Categories
Reviews

Ursula Schulz-Dornburg: Bricks and Mortals at Gallery Luisotti

BY Catherine Wagley, February 20, 2017

Ursula Schulz-Dornburg, Chagan, Kazakhstan, Airfield Shelters of Nuclear Test Site, 2012. Courtesy Gallery Luisotti

For the January 18 episode of her show Full Frontal, comedian Samantha Bee invited journalist Masha Gessen into her “bunker,” a hidden room behind a bookshelf, inside a Soul Cycle gym. Bee asked Gessen, who fled Putin’s Russia after years as a reporter there, about living under autocracy and Gessen spoke matter-of-factly about her biggest fear: “Really it’s the nuclear holocaust that I’m worrying about.” At least Bee has a bunker.
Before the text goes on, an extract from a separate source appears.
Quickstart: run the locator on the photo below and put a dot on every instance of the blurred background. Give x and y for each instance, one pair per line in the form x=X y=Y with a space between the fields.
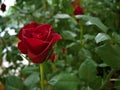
x=76 y=67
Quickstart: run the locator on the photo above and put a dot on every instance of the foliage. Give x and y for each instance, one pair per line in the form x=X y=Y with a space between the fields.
x=89 y=56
The specter of nuclear threat, and threats to environment and idealism in general, haunt Ursula Schulz-Dornburg’s photographs of the Semipalatinsk Nuclear Test Site in Kazakhstan, a radiation hot spot shut down in 1991. These black-and-white images, made in 2012, are simultaneously the most romantic and unnerving in Brick and Mortals, at Gallery Luisotti through March 25. The remains of stern concrete structures rest on barren gray landscapes, the centered compositions recalling better-known work by the Bechers and, more subtly, Lewis Baltz. This is unsurprising given that Schulz-Dornburg, a contemporary of the New Topographics, shares their interest in pitting the aspirational man-made against nature. Her image of nuclear test site #34 portrays an angled stand-alone concrete wall, looking more like a neglected monument than anything functional. Her image of test site #15 shows only a concrete block tucked snugly into rugged earth. Stylistically, these photographs recall work we’ve seen before (by Schulz-Dornburg and others since the 1970s), and their general content — abandoned, formerly functional modernism — has been depicted in countless ways. But their familiarity suggests continuity over datedness – they belong to a still-resonant image-making tradition.
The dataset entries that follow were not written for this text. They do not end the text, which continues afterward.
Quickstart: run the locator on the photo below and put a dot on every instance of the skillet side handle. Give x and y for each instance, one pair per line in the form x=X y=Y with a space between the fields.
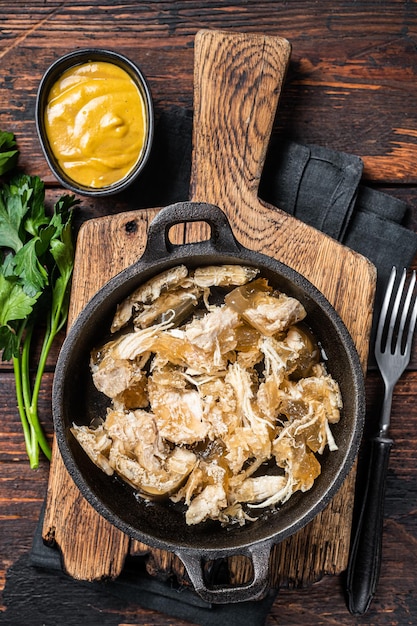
x=254 y=590
x=221 y=238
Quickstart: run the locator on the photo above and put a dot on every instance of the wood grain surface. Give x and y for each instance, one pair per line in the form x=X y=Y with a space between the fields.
x=351 y=85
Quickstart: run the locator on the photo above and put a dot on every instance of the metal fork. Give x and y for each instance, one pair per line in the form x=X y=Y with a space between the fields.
x=393 y=344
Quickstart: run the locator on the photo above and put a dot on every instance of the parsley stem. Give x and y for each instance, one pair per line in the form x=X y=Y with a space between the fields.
x=31 y=398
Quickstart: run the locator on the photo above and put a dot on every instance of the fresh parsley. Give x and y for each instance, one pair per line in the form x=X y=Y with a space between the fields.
x=37 y=259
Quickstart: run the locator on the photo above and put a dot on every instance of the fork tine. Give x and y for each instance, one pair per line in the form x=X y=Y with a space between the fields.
x=413 y=317
x=394 y=313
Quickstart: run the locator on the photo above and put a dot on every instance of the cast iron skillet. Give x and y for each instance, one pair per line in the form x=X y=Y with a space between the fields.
x=161 y=525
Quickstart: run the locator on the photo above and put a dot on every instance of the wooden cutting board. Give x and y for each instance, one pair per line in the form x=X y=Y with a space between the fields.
x=238 y=79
Ursula Schulz-Dornburg, Opytnoe Pole, Kazakhstan, Semipalatinsk Nuclear Test Site, 2012. Courtesy Gallery Luisotti

In a 2004 essay, Rebecca Solnit considered Nevada’s nuclear test site, wondering why, even as a thousand nuclear bombs went off in their homeland, U.S. anti-nuclear activists continued “arguing about nuclear war as a terrible possibility rather than an ongoing regional catastrophe?” Haven’t we already been suffering the effects, through radiation and ravaged landscapes?

Medina to Jordan Border, Hejaz Railway, Saudi Arabia (2002-2003), also on view, depicts what remains of a railway connecting Medina, Saudi Arabia, to Damascus, Syria. It was built in 1908 and closed by 1920 due to war and unrest. There is so little in these minimal, quiet images. One depicts two partially visible rails moving off into a sandy horizon – an efficient reminder that this story of damage, unrest and misguided ambition continues.